Saat itu, tiba-tiba muncul niat buruk sang Raja ingin menculik Samba` Paria untuk dijadikan Permaisurinya. Sebelum adik Samba` Paria berangkat ke sungai, sang Raja melubangi tempat air yang biasa digunakan Samba` Paria. Sang Raja melakukan hal itu, agar anak kecil itu berlama-lama di sungai. Sebab, tidak mungkin anak itu dapat mengisi wadah air yang berlubang.

Beberapa saat setelah adik Samba` Paria berangkat ke sungai, sang Raja pun tidak menyia-nyiakan kesempatan itu. Ia segera memerintahkan beberapa pengawalnya yang menunggu di depan rumah agar membawa gadis cantik itu ke istana.
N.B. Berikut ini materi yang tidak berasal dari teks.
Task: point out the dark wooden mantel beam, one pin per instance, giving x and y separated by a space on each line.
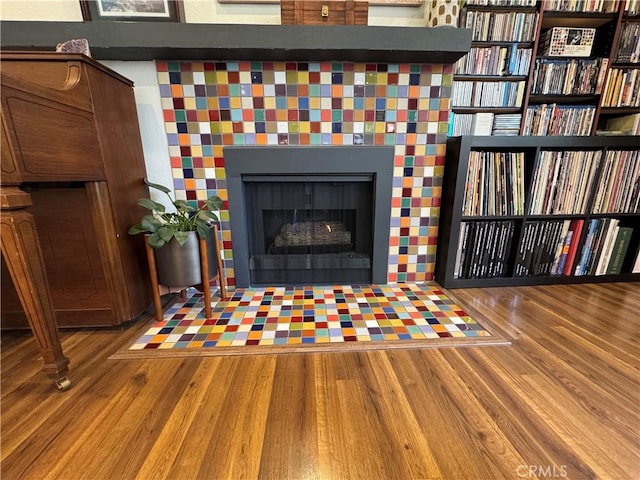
188 41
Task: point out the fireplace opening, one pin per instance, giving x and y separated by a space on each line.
303 215
310 230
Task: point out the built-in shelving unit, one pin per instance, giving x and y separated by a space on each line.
582 67
513 206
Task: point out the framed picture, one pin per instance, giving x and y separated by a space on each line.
118 10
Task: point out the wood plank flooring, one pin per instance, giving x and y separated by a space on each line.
561 402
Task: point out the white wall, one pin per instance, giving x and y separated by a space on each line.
49 10
143 74
201 11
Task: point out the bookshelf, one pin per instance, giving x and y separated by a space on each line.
490 82
513 206
555 68
620 105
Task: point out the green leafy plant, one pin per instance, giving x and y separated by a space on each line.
163 225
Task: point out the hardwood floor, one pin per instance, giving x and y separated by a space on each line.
561 402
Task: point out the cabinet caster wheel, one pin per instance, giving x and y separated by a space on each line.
63 384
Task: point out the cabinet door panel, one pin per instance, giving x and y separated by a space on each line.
53 143
69 247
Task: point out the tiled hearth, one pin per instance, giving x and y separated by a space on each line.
208 105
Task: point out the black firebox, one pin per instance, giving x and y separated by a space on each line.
309 215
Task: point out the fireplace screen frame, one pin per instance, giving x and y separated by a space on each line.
306 162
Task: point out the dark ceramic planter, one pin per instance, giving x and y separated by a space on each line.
179 265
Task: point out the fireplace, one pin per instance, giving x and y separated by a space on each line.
309 215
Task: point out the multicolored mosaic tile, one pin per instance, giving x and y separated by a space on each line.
312 315
209 105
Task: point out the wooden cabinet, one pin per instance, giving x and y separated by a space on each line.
73 144
324 12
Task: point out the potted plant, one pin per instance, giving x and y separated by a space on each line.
174 237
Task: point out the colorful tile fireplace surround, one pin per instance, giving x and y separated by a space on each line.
209 105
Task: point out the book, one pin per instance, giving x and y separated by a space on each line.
581 267
576 228
607 249
620 247
482 123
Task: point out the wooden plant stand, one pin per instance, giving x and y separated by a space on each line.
204 268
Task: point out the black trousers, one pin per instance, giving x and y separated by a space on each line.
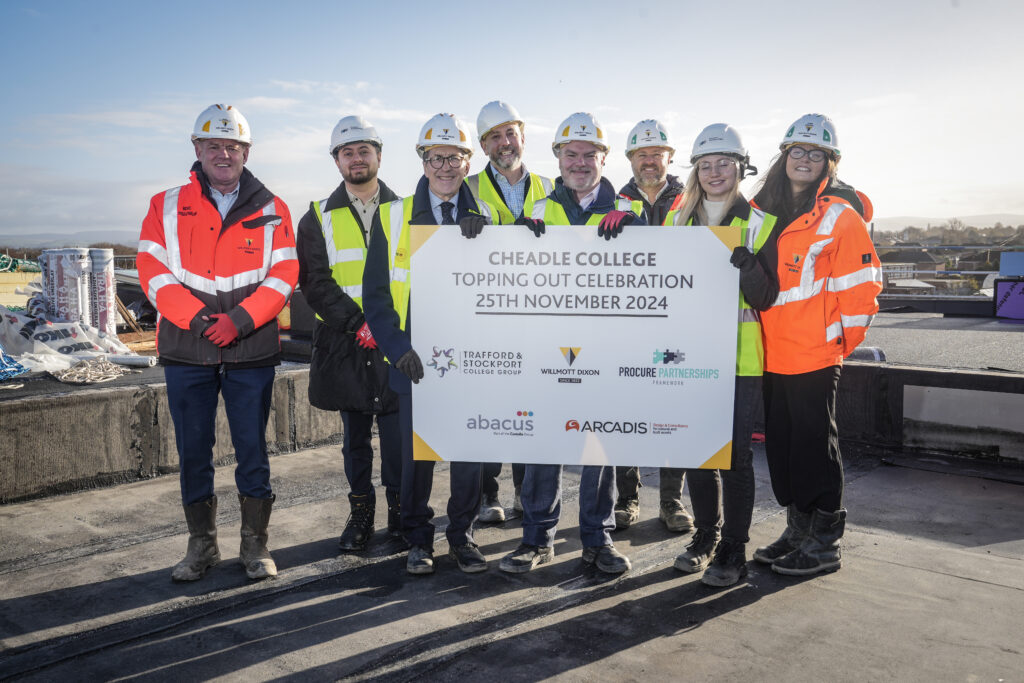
417 481
802 439
730 492
358 454
493 470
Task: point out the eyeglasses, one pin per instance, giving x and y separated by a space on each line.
216 147
455 161
813 155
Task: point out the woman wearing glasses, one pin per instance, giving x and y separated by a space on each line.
828 279
712 197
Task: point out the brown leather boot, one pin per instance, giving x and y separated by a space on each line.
203 552
253 553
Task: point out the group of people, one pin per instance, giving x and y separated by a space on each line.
218 259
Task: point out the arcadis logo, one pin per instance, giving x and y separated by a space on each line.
519 425
606 427
442 360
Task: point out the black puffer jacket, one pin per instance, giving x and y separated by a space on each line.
662 206
342 375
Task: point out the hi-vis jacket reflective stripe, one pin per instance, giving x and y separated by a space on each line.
189 261
482 188
829 276
750 343
552 213
395 217
346 248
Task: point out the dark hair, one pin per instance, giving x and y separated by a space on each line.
775 193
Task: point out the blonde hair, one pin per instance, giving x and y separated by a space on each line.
693 197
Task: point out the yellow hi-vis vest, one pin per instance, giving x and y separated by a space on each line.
552 213
394 220
346 248
750 341
482 188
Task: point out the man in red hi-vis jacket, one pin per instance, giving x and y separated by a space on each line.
217 259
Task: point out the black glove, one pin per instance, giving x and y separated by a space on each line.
742 259
355 322
411 366
536 225
613 222
472 225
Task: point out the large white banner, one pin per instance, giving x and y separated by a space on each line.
572 349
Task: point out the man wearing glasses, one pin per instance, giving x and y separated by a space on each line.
440 199
582 197
216 257
506 183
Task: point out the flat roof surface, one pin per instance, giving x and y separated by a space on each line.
932 588
934 340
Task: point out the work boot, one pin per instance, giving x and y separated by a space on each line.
797 525
491 510
606 558
698 552
420 560
253 553
394 519
627 512
820 549
468 557
676 517
525 557
203 552
728 565
359 526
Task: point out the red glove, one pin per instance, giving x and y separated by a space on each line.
222 331
365 338
613 222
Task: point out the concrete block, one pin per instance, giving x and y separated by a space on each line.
67 442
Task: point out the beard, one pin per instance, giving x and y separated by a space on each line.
650 178
505 164
360 176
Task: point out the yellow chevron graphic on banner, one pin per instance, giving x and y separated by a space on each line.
423 452
721 460
729 235
419 235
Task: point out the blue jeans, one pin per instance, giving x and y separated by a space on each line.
192 397
542 504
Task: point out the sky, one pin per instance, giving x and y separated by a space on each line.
101 96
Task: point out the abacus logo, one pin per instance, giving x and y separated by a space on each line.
520 425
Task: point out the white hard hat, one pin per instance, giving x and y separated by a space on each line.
495 114
353 129
647 133
443 129
580 126
224 122
719 138
814 129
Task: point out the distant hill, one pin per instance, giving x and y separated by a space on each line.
984 220
58 240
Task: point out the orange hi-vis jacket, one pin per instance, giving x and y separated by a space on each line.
829 276
192 263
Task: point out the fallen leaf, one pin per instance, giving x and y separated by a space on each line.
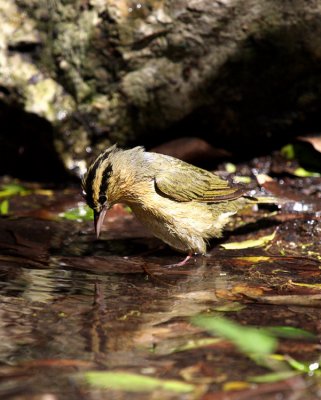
247 339
262 241
129 382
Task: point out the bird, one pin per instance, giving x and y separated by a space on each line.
179 203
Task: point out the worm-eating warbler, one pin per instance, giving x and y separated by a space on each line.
179 203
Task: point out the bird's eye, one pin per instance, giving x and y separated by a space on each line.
102 199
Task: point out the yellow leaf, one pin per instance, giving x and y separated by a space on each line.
236 385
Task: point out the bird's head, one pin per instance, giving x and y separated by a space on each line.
95 185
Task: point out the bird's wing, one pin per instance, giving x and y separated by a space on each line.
190 183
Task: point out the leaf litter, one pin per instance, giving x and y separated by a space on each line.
109 317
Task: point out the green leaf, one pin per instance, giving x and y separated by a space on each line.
12 189
230 307
4 207
248 340
262 241
272 377
289 332
288 152
303 173
80 213
129 382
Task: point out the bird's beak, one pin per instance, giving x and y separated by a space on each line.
99 219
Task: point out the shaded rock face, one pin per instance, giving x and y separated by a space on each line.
240 73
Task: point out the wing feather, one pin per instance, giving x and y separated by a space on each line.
189 183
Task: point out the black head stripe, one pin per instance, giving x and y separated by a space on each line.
104 183
91 175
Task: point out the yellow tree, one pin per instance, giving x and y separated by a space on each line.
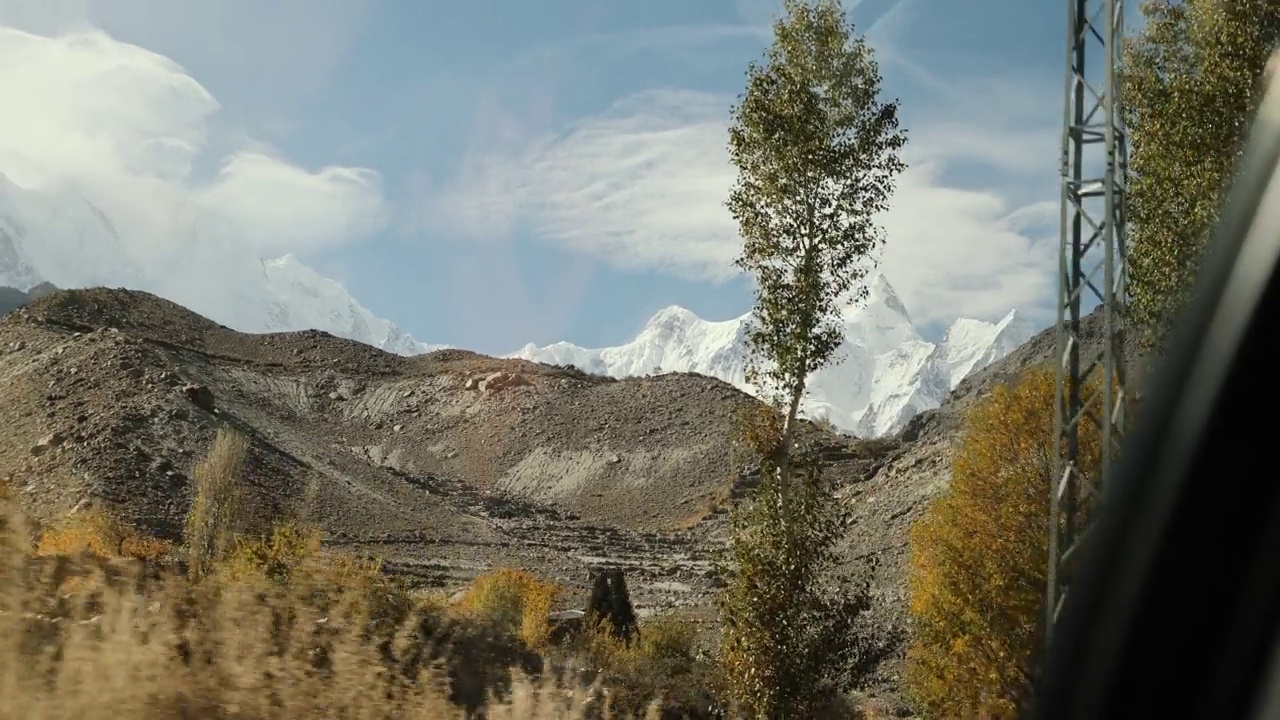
979 554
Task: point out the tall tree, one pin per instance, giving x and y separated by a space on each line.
1191 87
817 154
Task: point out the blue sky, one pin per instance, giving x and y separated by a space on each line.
556 171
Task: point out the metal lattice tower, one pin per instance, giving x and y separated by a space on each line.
1095 171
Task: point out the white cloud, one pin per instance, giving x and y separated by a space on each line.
129 126
268 54
643 187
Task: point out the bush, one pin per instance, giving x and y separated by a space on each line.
95 532
662 671
216 495
275 556
979 556
516 601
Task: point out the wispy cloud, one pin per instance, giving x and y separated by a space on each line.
643 187
640 186
270 55
132 126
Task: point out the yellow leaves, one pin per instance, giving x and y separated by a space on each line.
979 554
95 533
515 600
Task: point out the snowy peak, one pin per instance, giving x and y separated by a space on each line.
881 294
888 373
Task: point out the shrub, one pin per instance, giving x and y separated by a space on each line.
97 533
979 555
662 673
216 493
516 601
275 556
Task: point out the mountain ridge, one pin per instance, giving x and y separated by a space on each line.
890 373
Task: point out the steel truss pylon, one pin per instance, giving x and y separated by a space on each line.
1095 171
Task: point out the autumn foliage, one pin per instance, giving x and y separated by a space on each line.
516 601
979 556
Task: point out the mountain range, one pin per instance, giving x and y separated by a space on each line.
888 372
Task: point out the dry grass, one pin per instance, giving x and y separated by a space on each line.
92 636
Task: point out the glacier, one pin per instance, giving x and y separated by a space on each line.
60 236
887 372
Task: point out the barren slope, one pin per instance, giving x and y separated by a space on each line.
915 466
438 463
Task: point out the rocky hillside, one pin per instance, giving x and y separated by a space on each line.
914 466
12 297
444 464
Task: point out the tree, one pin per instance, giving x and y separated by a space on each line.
979 555
817 158
1189 91
611 604
216 493
817 154
787 630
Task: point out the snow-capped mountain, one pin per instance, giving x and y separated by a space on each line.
196 259
887 376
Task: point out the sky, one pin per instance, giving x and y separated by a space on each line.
497 172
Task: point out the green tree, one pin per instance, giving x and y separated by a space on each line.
789 636
216 495
1189 91
817 154
979 554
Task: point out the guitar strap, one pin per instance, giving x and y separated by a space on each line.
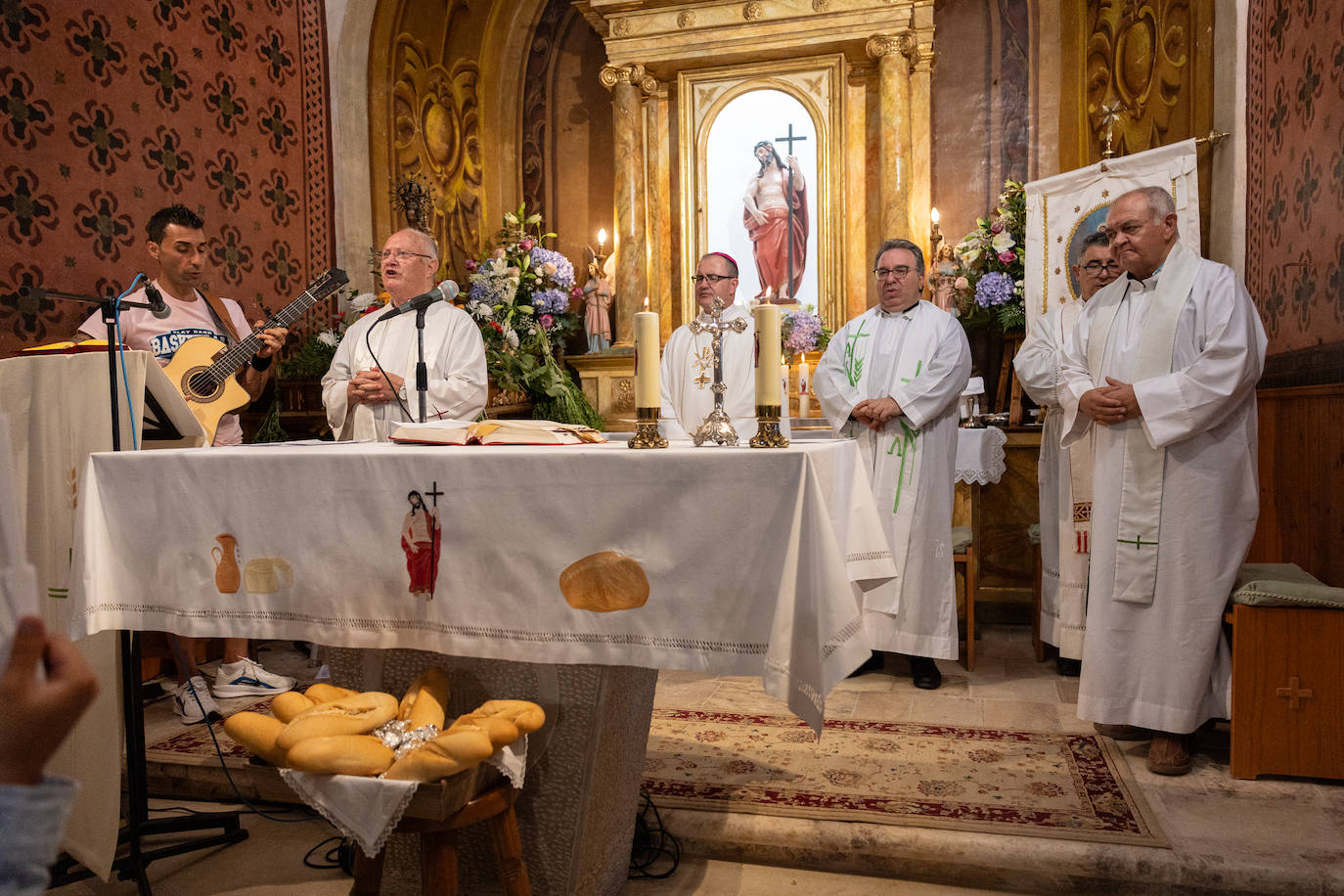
216 308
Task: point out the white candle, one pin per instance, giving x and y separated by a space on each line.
768 352
804 389
647 357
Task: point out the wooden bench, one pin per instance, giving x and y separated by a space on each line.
1287 675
“Ampun, Tuan! Jangan bawa hamba ke istana! Kasihan adik hamba jika ditinggal sendirian di sini,” kata Samba` Paria mengiba kepada sang Raja.

“Ah, biarkan dia sendirian di sini dimakan binatang buas,” ucap sang Raja dengan nada ketus.

“Pengawal! Bawa segera calon permaisuriku ini!” titah sang Raja.

“Baik, Tuan!” jawab para pengawal serentak dan segera melaksanakan perintah.

Samba` Paria pun mulai bingung, karena adiknya belum juga pulang dari sungai. Sang Adik pasti akan mencarinya jika para pengawal itu membawanya ke istana. Ia pun segera mencari cara agar dapat meninggalkan jejak, sehingga adiknya dapat mengetahui ke mana arah perginya.

”Ampun, Tuan! Sebelum Tuan membawa hamba, bolehkah hamba mengajukan satu permintaan?” pinta Samba` Paria.

“Apakah itu? Katakanlah!” seru sang Raja.

“Bolehkah hamba membawa beberapa lembar daun paria? Hamba sangat senang makan sayur daun paria,” ungkap Samba` Paria.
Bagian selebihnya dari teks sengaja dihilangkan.